My dog is a female yorkie mix that was rescued from a puppy mill. She is about 4 years old and weighs 9lbs. She began to have urinary incontinence--she did not do this when I got her in May but started in June. I know that she was spade in February right after they rescued her. WE tried DES ( 5 days then once per week) It became less during the five days (on day 3-5) but when I stopped it for seven days, on the second day without it she began to leak again. We added in Proin (4 weeks ago)(14/tab B id) but there was no change. We moved to DES every other day plus the Proin- all this did was make her seem like she was in heat and if anything increased the leakage. My male dogs were trying to mount her and she was just miserable. My vet basically said he didn't know what to do next. I'm not giving up on this little lady but not sure what other options are out there.
Submitted: 2 months ago.
Category: Dog Veterinary
Expert:  Dr. Ellie replied 2 months ago.

I am sorry to hear about your dog's incontinence. I understand how frustrating this can be. Have you ever had a urinalysis performed to rule out a low grade infection? Has she had any imaging done to look for bladder stones or other causes of bladder irritation that can cause urinary incontinence? Have you considered seeing an internal medicine specialist for this issue?

Feel free to answer these while I gather some information for you on alternative treatments.

Expert:  Dr. Ellie replied 2 months ago.

In looking at the options for refractory urinary incontinence the best recommendation I could make at this time would be to seek the counsel of a board certified veterinary internal medicine specialist. The reason is that about 90% of dogs with incontinence respond to the medications your dog has already been on.

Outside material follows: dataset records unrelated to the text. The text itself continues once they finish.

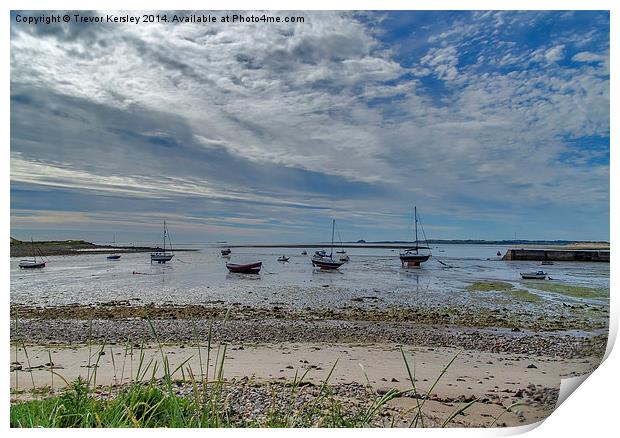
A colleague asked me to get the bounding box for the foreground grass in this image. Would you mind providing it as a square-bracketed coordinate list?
[10, 322, 514, 428]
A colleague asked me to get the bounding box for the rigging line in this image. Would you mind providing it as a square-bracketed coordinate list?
[418, 216, 433, 255]
[336, 222, 342, 246]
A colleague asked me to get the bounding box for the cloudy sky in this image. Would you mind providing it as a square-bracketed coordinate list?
[10, 11, 609, 242]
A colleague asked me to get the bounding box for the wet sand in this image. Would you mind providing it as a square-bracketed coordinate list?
[11, 343, 598, 426]
[11, 300, 607, 427]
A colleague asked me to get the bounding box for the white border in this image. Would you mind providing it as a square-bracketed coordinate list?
[0, 0, 620, 437]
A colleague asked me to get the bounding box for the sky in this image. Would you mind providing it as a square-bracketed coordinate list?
[10, 11, 610, 243]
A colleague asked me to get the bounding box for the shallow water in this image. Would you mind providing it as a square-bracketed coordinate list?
[11, 245, 609, 312]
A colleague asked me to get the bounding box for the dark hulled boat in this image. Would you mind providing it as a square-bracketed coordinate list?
[312, 219, 345, 271]
[400, 207, 432, 267]
[19, 260, 45, 269]
[151, 221, 174, 263]
[226, 262, 263, 274]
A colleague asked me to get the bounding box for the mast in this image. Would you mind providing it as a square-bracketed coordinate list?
[164, 219, 166, 254]
[413, 205, 418, 251]
[329, 219, 336, 258]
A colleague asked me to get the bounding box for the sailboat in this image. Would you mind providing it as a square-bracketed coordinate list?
[151, 221, 174, 263]
[106, 234, 121, 260]
[312, 219, 345, 270]
[400, 206, 431, 267]
[19, 239, 45, 269]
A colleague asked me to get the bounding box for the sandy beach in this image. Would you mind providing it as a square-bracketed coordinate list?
[11, 303, 606, 427]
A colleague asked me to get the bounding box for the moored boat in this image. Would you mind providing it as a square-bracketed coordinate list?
[151, 221, 174, 264]
[226, 262, 263, 274]
[106, 234, 121, 260]
[312, 219, 345, 271]
[520, 271, 547, 280]
[19, 260, 45, 269]
[399, 206, 432, 267]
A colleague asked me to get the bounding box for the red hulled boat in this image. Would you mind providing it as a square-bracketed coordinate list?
[226, 262, 263, 274]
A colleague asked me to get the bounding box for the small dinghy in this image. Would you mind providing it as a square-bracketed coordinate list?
[521, 271, 547, 280]
[226, 262, 263, 274]
[106, 233, 121, 260]
[19, 260, 45, 269]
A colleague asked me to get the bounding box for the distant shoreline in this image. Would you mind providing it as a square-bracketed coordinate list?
[11, 238, 198, 257]
[225, 240, 610, 250]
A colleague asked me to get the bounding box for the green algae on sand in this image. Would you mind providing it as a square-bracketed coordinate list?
[467, 281, 514, 292]
[467, 281, 540, 303]
[523, 281, 609, 298]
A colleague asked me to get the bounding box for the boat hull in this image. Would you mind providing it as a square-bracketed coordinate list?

This makes me concerned that there may be something else underlying her incontinence besides just having been spayed. In some cases, combination therapy works best and in other cases, novel drugs need to be tried. In the case of trying novel drugs, careful monitoring should be performed and this is where the help of a specialist comes into play because they spend their time managing cases like this. Another reason to involve a specialist is because some of the causes of urinary incontinence require a specific physical exam or diagnostics to discover.

In some cases, the answer is medication and hitting on the right combination and in others surgery may be the answer.

Anatomic issues may lead to urine pooling in the vulva and this can leak out while the dog is laying down or when she moves so vulvaplasty and/or a procedure to lift and support the urethra and bladder similar to a procedure performed in women with this issue may also benefit a dog with refractory urinary incontinence. Other procedures can be performed to bulk up the urethral sphincter with collagen injections or placement of an external inflation device.

Some of the drugs out there that are being used are called imipramine, oxybutynin or deslorelin.

If your vet has reached the end of his ability to treat her, perhaps he would be willing to refer you to an internist in your area.

Does this help with your concern today?